Re: [PATCH v1 2/4] ref: add regular ref content check for files backend

Patrick Steinhardt <ps@xxxxxx> · Thu, 22 Aug 2024 10:46:31 +0200

On Tue, Aug 20, 2024 at 09:49:23AM -0700, Junio C Hamano wrote:
> shejialuo <shejialuo@xxxxxxxxx> writes:
> 
> > We implicitly reply on "git-fsck(1)" to check the consistency of regular
> 
> "reply" -> "rely", I think.
> 
> > refs. However, when parsing the regular refs for files backend, we allow
> > the ref content to end with no newline or contain some garbages. We
> > should warn the user about above situations.
> 
> Hmph, should we?  
> 
> If the content is short (e.g., in SHA-1 repository it only has 39
> hexdigit) even if that may be sufficient to uniquely name the
> object, we should warn about it, of course.  A file that has
> 64-hexdigit with a terminating LF at the end may be a valid file to
> be in $GIT_DIR/refs/ hierarchy in a SHA-256 repository, but such a
> file in a SHA-1 repository should also be subject to a warning, as
> it could be a sign that somebody screwed up object format
> conversion.
> 
> But a file that has only 40-hexdigit without a terminating LF at the
> end?  Or a file that has 40-hexdigit followed by a CRLF instead of
> LF?  Or a file that has the identical content as a valid ref on its
> first line, but has extra stuff on its second and subsequent lines?
> 
> What does the name-to-object-name-mapping layer (aka "get_oid" API)
> do when they see such a file in the $GIT_DIR/refs/ hierarchy?  If
> they are treated as valid ref in the "normal" code path, it needs a
> strong justification to tighten the rules retroactively, much
> stronger than "Our current code, and any of our older versions,
> would have written such a file as a loose ref with our code."
> 
> "What are we protecting us from with this tightening?" is the
> question we should be asking ourselves, when evaluating each of
> these new rules that fsck used not to care about.

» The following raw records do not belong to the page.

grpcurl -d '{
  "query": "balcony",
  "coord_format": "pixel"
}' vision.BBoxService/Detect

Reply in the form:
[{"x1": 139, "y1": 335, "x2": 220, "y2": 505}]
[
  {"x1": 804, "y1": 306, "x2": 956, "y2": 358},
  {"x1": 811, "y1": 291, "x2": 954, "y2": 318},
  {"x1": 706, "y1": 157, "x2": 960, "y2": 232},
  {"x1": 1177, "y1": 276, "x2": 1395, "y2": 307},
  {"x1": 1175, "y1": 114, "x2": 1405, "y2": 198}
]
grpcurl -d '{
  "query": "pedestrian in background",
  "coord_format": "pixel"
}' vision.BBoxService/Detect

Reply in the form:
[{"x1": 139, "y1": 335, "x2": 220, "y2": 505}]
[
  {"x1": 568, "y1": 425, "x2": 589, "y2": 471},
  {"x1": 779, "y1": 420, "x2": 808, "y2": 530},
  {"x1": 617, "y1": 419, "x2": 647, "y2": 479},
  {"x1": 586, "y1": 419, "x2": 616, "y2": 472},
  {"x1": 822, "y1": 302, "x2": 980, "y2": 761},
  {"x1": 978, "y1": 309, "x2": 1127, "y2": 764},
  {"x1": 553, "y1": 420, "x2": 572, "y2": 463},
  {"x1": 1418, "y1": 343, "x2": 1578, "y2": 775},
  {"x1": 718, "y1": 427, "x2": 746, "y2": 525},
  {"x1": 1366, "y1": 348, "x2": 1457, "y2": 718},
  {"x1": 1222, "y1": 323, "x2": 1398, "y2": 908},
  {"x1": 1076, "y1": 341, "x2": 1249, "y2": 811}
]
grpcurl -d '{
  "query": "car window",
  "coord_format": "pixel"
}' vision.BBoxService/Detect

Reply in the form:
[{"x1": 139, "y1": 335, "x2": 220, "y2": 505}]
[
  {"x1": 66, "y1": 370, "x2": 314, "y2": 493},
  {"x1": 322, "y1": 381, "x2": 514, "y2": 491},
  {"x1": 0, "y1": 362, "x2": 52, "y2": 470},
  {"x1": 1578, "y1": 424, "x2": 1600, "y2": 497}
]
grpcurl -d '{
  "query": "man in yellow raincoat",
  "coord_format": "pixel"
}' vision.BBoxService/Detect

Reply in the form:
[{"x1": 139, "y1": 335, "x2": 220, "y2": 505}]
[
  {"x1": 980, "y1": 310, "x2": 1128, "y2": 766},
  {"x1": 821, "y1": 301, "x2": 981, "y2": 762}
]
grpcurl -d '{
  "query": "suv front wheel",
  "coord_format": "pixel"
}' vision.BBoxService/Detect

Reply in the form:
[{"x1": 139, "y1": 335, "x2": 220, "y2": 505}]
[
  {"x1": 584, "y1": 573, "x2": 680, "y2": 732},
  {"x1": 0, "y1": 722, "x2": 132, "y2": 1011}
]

I'd say filesystem corruption, buggy implementations and compatibility
with other implementations of Git. The format for refs does not allow
for any other information than either an object ID for plain refs, and
the referee for symbolic refs. The fact that we do accept that is a mere
implementation detail because we reuse the same function to parse refs
that we also use for pseudorefs. And these _can_ have additional data.

So any reference that contains additional data is not a proper ref and
thus should be warned about from my point of view. No Git tooling should
write them, so if something does it's a red flag to me.

Patrick